Rendezvous with Ruskin Bond
“Ruskin do you recognise me?”
The voice startled the man who was busy signing autographs and clicking pictures with children who had come to meet the famous writer Ruskin Bond.
That voice belonged to JB Lama, who had come to meet his school friend Ruskin. Meeting after 55 years, that too at an educational book fair, their beaming faces betrayed their
joy, and both could not help but say to everyone around, “We are meeting after a very long time.”
Then their reminiscences went back to the year 1955 and their days in school.
“He was my house captain, and also the captain of our football team,” said Lama.
Bond quipped, “Hard to believe that I played football, isn’t it?”
Memories crept up as the two friends talked about all those years they had spent at Bishop Cotton, Shimla. Lama was so happy to talk about his famous friend, it was like he had all these secret stories that nobody else knew. Like Bond’s nickname was ‘Horse’.
With a huge grin he added, “Oh, he was very short tempered and he hated mathematics. He just could not understand the subject.”
Bond agreed, “I gave our maths teacher a difficult time.”
For celebrated writer Ruskin Bond, this encounter with his classmate made his first visit to Nepal even more memorable.
“Appetising, I want to come again,” said the writer.
But he confessed that he is not an efficient traveller and often gets lost in new places.
Bond started writing when he was just just 17.
“I always wanted to be a writer. I had decided that. Also I wasn’t good at anything else,” he said.
According to him, his father’s death made him a rather lonely boy.
“His death had a big impact on me. I still think about it. He taught me how to read and write even before I went to school.”
Though with time he adapted to the turmoil in his childhood, he still chooses to stay away from the party circuit as he is not that “gregarious”.
He returned to Mussourie though he went to London when he was a teenager as the place has sentimental values for him. And today he has an extended adopted family here.
A children’s writer, his stories are simple and drawn up from life’s realities.

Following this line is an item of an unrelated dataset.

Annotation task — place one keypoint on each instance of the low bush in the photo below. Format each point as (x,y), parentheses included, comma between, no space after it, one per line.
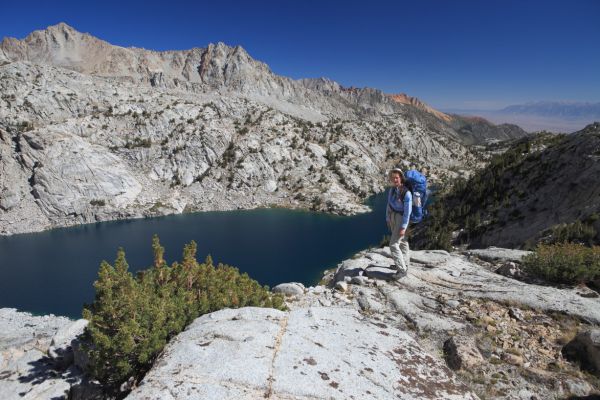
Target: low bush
(569,263)
(132,318)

“And when I run out of people, I write about ghosts. But my ghosts are rather friendly. A girl told me once that my ghosts need to be more scary,” he added with a smile.

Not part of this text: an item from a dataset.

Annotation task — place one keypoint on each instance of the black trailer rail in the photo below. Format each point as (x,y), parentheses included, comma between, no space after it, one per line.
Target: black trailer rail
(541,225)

He confesses that he had to put down the best seller in children’s fiction today — Harry Potter.
“I have read just one book, and I got scared in the very first chapter. Three people get killed in just one chapter,” he said.

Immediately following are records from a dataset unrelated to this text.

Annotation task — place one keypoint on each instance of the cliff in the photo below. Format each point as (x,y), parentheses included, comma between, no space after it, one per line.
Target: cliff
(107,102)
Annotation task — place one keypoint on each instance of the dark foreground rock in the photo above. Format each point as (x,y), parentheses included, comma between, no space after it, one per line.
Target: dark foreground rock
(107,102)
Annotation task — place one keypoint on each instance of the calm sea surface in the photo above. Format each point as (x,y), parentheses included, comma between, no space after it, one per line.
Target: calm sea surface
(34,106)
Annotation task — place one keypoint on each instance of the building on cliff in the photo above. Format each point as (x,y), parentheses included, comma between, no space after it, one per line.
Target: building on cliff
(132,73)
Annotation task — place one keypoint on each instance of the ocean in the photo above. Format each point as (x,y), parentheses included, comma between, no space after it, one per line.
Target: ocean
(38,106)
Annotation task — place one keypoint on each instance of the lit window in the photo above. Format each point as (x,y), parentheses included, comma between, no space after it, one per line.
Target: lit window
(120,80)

Bond thinks that stories for children should be adventurous, and not very much about telling them to do this or that. He prefers the preaching to be rather subtle.
A celebrated author for decades, Bond’s works turn up huge royalties today, but he says he had to struggle for almost 20 years when he started as a writer.
He pointed out that during those times, publishing houses in India were not investing much in fiction and literary books. But now that the things have changed and he opined, “I am so happy that I can write what I want to, and not something that others tell me to. And it is also nice to have something in your bank especially as I have a huge family today.”
Bond feels that the new breed of writers is promising and also lucky that they are getting published.
“I have seen many talented writers getting disappointed and backing out. They should be confident about themselves and not get discouraged easily. Rejection happens to all so they should have faith and patience,” is his sage advice.
Even today he prefers writing in long hand, having long bid his old companion — his trusted typewriter goodbye. He considers himself the “Charlie Chaplin of the modern world” as he describes himself as the least techno-friendly person and hence does not use a computer.
“At times I even hold my cell phone upside down,” he laughed.
Charlie Chaplin of modern world, a respected writer — these descriptions sit well with the Ruskin Bond one met at the Educational Book House stall. But why was he called a Horse back then?
“Because I used to eat like a horse,” is the author’s answer.